On June 2, the U.S. Court of Appeals for the Sixth Circuit decided the case of Adkisson v. Jacobs Engineering Group, Inc.. The Court of Appeals reversed the federal district court's dismissal of lawsuits premised on the argument that Jacobs Engineering Group, Inc. was entitled to derivative governmental immunity based on its contractual relationship with a government entity protected by the Federal Tort Claims Act, directing the district court to its decision. The Court of Appeals noted that the extent of immunity for government contractors has been debated by the courts of appeals, suggesting that the Supreme Court may want to take another look at some of its rulings in this area.

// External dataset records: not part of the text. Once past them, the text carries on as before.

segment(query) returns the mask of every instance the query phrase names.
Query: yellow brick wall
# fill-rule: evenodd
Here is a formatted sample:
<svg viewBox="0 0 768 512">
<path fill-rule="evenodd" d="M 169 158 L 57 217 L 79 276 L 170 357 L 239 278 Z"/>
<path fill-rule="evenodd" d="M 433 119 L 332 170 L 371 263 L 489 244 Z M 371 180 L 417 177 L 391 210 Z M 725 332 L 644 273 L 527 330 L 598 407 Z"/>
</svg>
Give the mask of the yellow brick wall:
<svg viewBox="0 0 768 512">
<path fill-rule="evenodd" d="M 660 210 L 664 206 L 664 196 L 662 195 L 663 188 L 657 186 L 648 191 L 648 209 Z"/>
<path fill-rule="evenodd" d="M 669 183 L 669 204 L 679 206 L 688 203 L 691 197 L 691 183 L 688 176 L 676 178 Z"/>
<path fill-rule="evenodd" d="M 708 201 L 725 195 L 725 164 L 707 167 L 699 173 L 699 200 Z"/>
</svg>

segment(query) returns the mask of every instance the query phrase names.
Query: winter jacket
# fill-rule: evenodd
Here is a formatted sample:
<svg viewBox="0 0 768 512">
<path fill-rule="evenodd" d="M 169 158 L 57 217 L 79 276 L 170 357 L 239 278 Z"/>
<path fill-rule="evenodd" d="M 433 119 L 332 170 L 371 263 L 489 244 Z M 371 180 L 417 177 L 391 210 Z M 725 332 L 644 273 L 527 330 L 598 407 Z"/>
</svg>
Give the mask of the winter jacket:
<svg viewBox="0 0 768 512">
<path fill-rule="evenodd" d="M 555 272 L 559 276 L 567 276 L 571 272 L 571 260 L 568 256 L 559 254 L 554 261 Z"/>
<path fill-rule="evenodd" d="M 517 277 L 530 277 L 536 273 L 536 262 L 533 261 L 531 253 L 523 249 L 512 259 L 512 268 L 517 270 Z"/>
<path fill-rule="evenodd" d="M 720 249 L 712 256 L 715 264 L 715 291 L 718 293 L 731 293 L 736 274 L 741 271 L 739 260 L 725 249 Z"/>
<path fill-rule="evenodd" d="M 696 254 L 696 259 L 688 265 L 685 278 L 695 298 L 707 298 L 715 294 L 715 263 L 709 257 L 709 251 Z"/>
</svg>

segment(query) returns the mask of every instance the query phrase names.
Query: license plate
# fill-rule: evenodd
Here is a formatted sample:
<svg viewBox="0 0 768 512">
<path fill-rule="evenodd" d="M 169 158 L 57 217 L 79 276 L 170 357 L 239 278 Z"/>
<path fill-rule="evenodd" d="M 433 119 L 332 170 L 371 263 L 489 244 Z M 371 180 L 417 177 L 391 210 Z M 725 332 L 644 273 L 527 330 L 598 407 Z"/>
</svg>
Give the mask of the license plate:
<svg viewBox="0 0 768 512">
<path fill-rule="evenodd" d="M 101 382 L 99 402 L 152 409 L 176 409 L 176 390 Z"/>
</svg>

In December 2008, a coal ash containment dike operated by the Tennessee Valley Authority (TVA) at its Kingston Fossil Fuel Plant failed, spilling approximately 5.4 million cubic yards of coal ash sludge over 300 acres. TVA, an agency of the federal government, responded to this catastrophe in accordance with the Superfund or Comprehensive Environmental Response, Compensation, and Liability Act of 1980 (CERCLA) and EPA's National Contingency Plan. Jacobs was engaged to serve as the TVA's prime contractor for remedial project planning, management and oversight. Jacobs prepared a comprehensive Site Wide safety and Health Plan, which addressed such matters as health-hazard monitoring and training.

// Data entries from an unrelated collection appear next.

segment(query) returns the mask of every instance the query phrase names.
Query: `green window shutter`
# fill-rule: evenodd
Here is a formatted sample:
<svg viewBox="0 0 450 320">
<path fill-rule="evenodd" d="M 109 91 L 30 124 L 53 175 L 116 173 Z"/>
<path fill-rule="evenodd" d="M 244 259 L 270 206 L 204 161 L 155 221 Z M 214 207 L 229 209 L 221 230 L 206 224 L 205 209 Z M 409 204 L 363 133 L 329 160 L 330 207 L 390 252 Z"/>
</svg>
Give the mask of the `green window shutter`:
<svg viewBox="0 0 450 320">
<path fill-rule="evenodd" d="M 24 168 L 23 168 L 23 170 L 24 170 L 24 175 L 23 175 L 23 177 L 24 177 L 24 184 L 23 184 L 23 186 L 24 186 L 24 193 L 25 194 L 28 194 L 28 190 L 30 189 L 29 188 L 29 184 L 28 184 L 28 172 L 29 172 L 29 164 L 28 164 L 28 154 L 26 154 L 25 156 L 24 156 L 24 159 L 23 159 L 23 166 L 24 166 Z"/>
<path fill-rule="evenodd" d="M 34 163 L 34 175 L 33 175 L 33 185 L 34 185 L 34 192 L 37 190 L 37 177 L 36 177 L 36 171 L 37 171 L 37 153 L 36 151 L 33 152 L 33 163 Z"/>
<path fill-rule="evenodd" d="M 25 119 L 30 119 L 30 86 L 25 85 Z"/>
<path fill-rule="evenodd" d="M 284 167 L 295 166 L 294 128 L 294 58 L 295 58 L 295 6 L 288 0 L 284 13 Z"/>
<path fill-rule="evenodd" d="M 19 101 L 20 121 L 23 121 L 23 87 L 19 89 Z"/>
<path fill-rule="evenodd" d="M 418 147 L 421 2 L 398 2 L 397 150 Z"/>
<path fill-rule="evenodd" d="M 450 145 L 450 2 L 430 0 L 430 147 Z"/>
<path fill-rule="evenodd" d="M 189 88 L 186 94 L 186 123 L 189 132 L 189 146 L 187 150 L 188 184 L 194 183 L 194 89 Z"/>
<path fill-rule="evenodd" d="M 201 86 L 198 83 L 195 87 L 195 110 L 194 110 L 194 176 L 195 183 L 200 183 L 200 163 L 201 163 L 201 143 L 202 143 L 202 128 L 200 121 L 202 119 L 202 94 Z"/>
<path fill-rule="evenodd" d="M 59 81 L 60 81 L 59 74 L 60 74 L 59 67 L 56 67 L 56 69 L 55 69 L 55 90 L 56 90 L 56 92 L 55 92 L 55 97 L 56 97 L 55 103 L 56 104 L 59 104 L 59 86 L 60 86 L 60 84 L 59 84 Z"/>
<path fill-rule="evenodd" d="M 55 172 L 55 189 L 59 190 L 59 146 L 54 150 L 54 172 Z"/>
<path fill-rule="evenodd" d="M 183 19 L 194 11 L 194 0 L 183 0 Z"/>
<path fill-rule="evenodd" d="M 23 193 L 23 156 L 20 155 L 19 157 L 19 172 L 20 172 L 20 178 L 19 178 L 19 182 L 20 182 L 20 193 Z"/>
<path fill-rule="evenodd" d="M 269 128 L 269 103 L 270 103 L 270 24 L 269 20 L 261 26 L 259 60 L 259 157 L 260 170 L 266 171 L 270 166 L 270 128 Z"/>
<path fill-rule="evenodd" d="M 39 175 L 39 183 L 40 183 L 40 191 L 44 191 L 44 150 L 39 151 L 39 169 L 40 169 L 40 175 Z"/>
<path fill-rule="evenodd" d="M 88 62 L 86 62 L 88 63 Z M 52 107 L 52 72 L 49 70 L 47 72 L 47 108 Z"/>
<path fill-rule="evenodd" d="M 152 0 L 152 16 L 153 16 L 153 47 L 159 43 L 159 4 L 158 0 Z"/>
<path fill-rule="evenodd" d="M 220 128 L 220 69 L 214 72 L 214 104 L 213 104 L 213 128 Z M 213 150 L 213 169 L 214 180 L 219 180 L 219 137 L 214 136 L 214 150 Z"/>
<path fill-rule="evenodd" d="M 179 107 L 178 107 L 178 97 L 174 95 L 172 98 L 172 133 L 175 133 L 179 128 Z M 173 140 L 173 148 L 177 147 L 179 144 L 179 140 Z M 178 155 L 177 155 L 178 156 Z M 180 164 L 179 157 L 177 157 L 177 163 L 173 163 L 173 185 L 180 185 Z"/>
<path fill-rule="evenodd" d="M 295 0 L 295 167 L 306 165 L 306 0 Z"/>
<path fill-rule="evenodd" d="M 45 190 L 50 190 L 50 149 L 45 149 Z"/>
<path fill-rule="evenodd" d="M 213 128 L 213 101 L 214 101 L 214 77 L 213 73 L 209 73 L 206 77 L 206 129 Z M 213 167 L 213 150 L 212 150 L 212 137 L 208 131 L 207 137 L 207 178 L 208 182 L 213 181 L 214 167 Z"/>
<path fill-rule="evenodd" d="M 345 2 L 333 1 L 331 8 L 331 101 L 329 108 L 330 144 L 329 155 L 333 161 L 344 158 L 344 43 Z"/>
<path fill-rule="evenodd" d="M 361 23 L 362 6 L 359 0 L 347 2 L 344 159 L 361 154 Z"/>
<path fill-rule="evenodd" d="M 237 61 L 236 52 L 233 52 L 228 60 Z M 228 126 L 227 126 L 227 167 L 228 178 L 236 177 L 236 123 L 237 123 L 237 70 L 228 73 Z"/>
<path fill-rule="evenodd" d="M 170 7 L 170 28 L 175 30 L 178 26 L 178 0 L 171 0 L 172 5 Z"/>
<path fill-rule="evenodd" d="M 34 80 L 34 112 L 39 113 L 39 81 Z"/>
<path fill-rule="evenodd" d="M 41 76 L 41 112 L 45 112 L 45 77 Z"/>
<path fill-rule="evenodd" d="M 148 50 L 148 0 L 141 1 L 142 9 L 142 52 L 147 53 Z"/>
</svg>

In 2013, several personal injury lawsuits were filed against Jacobs by former employees who basically alleged that Jacobs' negligence and careless conduct exposed them to injuries and emotional distress, for which they are seeking compensatory and punitive damages. The federal district court dismissed these lawsuits, agreeing with Jacobs that it was entitled to derivative governmental immunity based on its contractual relationship with a government entity protected by the Federal Tort Claims Act. As noted above, the Court of Appeals disagreed.